2026年:オムニチェーンが「あれば便利」から「不可欠なインフラ」へと変わる年
2026年におけるこれらのソリューションの融合は、大きな転換点となります。ユーザーやプロトコルは、2021年から2025年という時代を象徴した「ブリッジして祈る(bridge-and-pray)」というアプローチを取ることなく、チェーンを跨いで相互作用するための実行可能な選択肢を初めて手にすることになります。
機関投資家からの要請が採用を加速させます。ステーキング ETF、トークン化債券、RWA(現実資産)プロダクトが複数のチェーンに普及するにつれ、シームレスなクロスチェーン流動性への需要は、開発者の利便性からビジネス上の必然性へとシフトします。

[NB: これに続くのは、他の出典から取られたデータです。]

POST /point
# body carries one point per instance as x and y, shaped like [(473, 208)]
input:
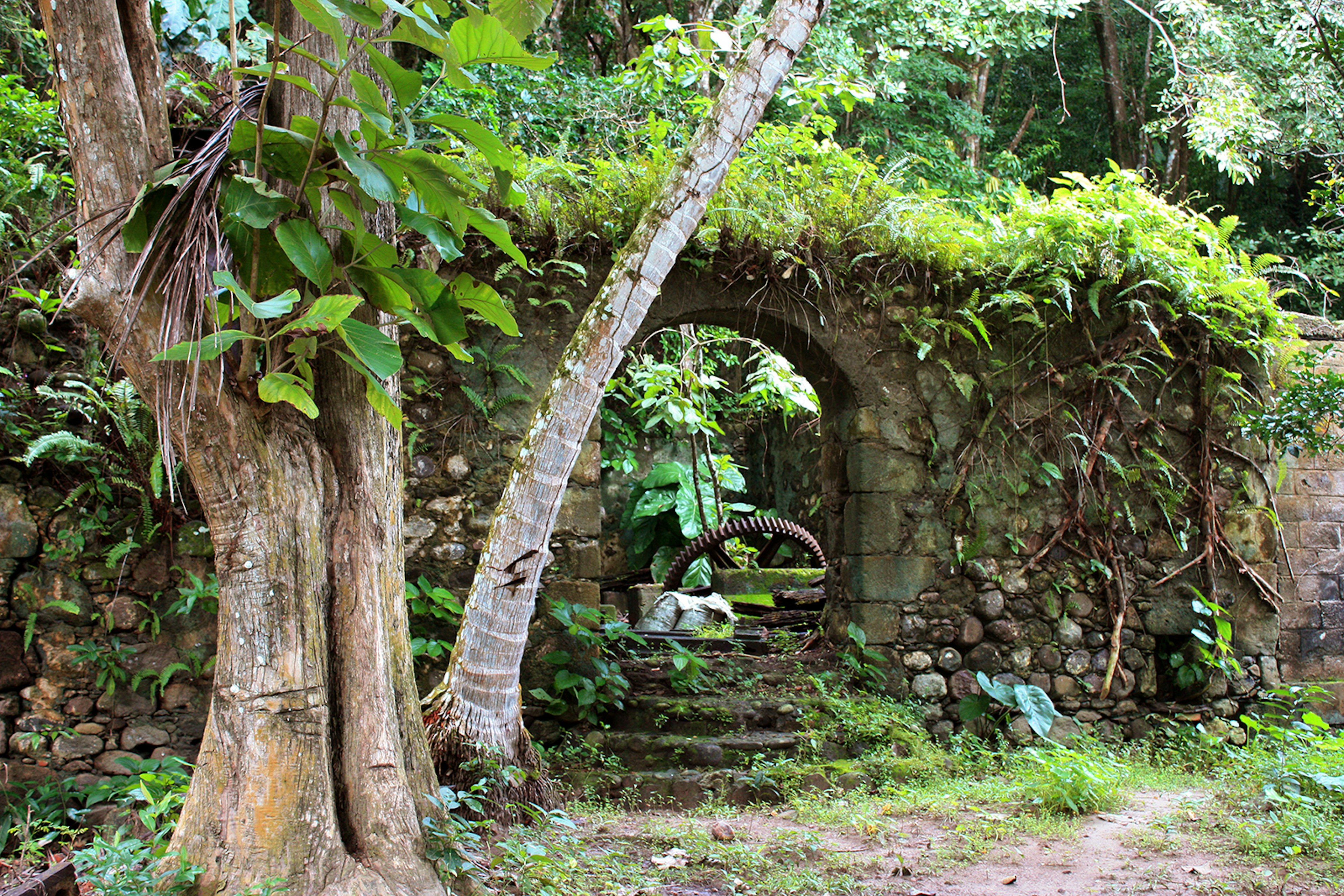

Ethereum と Base にまたがってトークン化ファンドを運用する資産運用会社にとって、現在のブリッジインフラに伴うスリッページ、遅延、そしてリスクを許容する余裕はありません。
競争原理は、L2 のランドスケープそのものも再構築しています。流動性の確保に苦戦している50以上の小規模なロールアップにとって、オムニチェーンインフラといかに上手く統合できるかが、救済か消滅かの分かれ道となるかもしれません。AggLayer への接続、ERC-7683 インテントのサポート、あるいは LayerZero エンドポイントの統合は、繁栄する L2 になるか、あるいはゴーストチェーンに終わるかの決定的な差を生む可能性があります。
今後注目されるのは、これらのソリューションが真に統合された流動性レイヤーを構築するのか、それとも単により良く接続された「サイロ」の集合体に留まるのかという点です。技術的な基盤は2026年に整えられ、その後の市場の評価が待たれることになります。